After Rial’s conference with the market, Eleven highlighted maintaining an asset-neutral recommendation and put its price under scrutiny, as they measure the impact of that 20 billion reais on the company’s value.
“In our 3Q22 result, we changed our buy recommendation to neutral due to worsening company numbers, declining GMV (gross sales), onerous borrowing costs, worse working capital and cash burn. Facing the facts
presented yesterday and today, we reinforce our recommendation to stay out of the newspaper”, the Chamber pointed out.
Impact on the sector
The marketplace also monitors the impact on other retailers’ inventories. Anderson Meneses, CEO & Founder of Alkin Research, highlighted the day before that the news could favor some peers in the sector “because those looking for retail exposure now are unlikely to do so for Americans”. It should be noted that, in the New York Stock Exchange after market on Wednesday, shares of Mercado Livre (MELI34), considered the darling among e-commerce companies, posted gains of 7.17%, to $1,004. On Thursday, MELI34 BDRs rose 5.34% to R$42.15.

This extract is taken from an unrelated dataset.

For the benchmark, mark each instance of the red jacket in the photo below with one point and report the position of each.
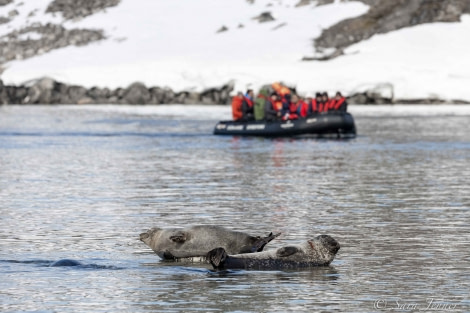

While Mercado Livre rallied strongly, Magazine Luiza (MGLU3) and Via (VIIA3) experienced a session of high volatility after several auctions in the opening moments of trading. At 11:28, MGLU3 was down 8.25% (BRL 2.78) and VIIA3 was down 9.23% (BRL 2.36).
However, the movement slowed and, as of 1:40 pm, MGLU3 activity was up 3.63% (R$3.14) and VIIA3 was down 1.92% (R$2.55).
For analysts at Genial Investimentos, the discovery of this inconsistency has the potential to cause a bad mood in relation to the retail e-commerce sector, as investors will question whether other companies are adopting the same accounting practices as Americanas,” which shows a risk (and right now it’s just a risk) of withholding material information in the financial statements of these companies.”